Hadrian’s ambivalent relationship with his own identity as a palatine and as Alistair’s son can be seen in his decision to keep his signet ring even as he attempts to hide his identity from those around him. Likewise, his desire to forge a new version of himself does not prevent him from relying upon the influence of his family’s wealth in desperate moments, as when he reveals himself to the ship owner and promises vast tracts of land on Delos in exchange for a ship. Thus, even as he wishes to distance himself from his father, a part of him refuses to relinquish the pride and influence that he derives from the ring.
Just as the author uses these chapters to establish the nuances of Hadrian’s problematic interactions, the author also takes the opportunity to attend to the broader political structure of the narrative as well.

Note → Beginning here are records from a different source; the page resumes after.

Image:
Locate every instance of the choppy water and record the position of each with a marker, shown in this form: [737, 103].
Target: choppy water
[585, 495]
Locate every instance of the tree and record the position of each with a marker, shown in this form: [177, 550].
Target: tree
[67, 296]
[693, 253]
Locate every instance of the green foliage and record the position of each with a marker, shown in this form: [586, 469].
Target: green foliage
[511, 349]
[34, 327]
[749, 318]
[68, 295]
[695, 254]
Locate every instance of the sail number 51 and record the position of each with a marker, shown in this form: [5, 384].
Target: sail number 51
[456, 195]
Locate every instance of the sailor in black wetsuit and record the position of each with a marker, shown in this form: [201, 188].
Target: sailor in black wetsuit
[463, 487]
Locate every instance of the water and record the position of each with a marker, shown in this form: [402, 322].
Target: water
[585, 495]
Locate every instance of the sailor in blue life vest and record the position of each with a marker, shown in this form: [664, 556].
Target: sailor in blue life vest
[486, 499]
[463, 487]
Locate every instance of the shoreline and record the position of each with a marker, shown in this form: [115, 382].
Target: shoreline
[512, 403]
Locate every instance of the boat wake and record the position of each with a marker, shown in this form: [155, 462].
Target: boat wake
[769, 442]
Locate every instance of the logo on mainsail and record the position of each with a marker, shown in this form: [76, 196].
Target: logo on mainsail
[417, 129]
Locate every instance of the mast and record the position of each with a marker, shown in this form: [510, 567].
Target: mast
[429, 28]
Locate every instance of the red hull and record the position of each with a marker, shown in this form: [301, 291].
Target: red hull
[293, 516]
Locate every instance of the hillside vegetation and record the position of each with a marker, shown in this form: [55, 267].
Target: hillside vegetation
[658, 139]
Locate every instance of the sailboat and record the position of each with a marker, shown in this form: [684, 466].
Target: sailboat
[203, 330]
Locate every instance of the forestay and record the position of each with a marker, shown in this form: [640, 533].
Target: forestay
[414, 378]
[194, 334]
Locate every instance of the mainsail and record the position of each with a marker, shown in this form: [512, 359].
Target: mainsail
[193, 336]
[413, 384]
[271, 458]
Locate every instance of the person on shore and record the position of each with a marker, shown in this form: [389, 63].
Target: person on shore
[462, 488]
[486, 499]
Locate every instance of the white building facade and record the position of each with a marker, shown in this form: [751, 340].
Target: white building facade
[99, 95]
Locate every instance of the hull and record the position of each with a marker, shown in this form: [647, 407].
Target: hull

Although the narrative has already established the Cielcin as the primary antagonists of the series, this is the first time that a member of the alien species appears in the novel, and ironically, this particular Cielcin is not an enemy or a threat but a prisoner awaiting execution—just as the narrator-Hadrian is awaiting his own. In an aside, the narrator-Hadrian remarks on the anticlimactic nature of this first encounter, noting that the stories and rumors always depict the encounter inaccurately. His wry observation touches upon the novel’s focus on The Influence of Stories on Perception and History, particularly the idea that stories can be deliberately twisted to alter individual or collective perceptions of history and truth. Crucially, the young Hadrian’s encounter with the Cielcin once again alters the trajectory of his own story. However, the Cielcin itself does not cause this shift; instead, Hadrian’s own curiosity and impulsiveness prove to be his downfall, and this pattern will recur as the novel progresses, Thus, this early misadventure suggests that in many ways, Hadrian is his own worst enemy, for his habit of acting without considering the consequences leads to serious problems for himself and others.